On le voit, à part les rares tableaux que nous venons de signaler, ceux des autres artistes flamands qu’ont employés les corporations ne dénotent pas plus d’invention que de souci de la réalité. On se tromperait d’ailleurs en pensant que les exigences de ceux qui leur commandaient ces tableaux ont pu paralyser leur talent. Livrés à eux-mêmes et travaillant pour leur propre corporation, ces artistes n’ont pas montré plus d’originalité.

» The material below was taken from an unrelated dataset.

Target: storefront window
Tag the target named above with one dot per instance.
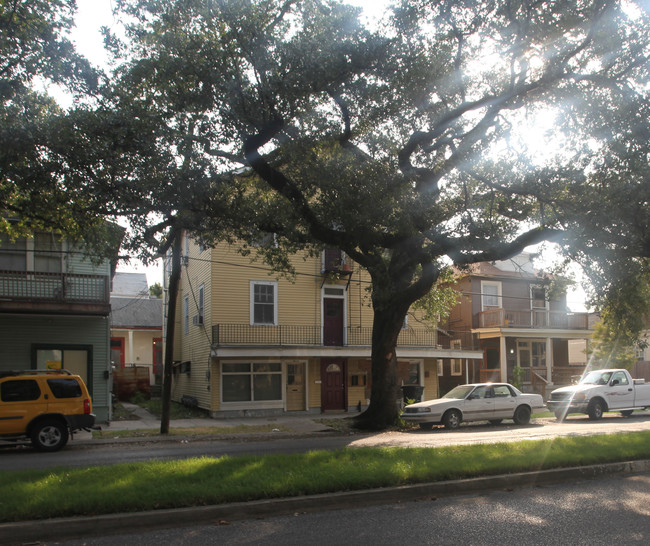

S’agit-il de décorer le local de la gilde de Saint-Luc, ils épuisent à l’envi toutes les banalités, tous les lieux-communs de l’allégorie. Jacques Denys peint pour le grand salon de cette gilde une Apologie de l’étude du modèle vivant, et à l’occasion de son décanat, Antoine Goubau lui fait don d’une Étude des arts à Rome. Jordaens lui-même, dont le réalisme robuste se fût si bien accommodé de données moins creuses, y peint le Commerce et l’Industrie protégeant les Arts, et Théodore Boyermans, dans son Anvers, nourricière des arts, groupe à côté de l’Escaut, le bras appuyé sur son urne, le Temps présentant à la ville d’Anvers, — sous les traits de Marie Ruthwen, l’épouse de Van Dyck, — plusieurs enfans dont celle-ci encourage les premiers essais. Ces froides abstractions et ces subtilités répondaient pleinement au goût de l’époque. En même temps que les arts, d’ailleurs, les corporations elles-mêmes avaient peu à peu dégénéré. Ainsi qu’on l’a remarqué[1], en parlant des gildes militaires, à mesure que leur

  1. Patria belgica, IIe vol., p. 243 et suiv.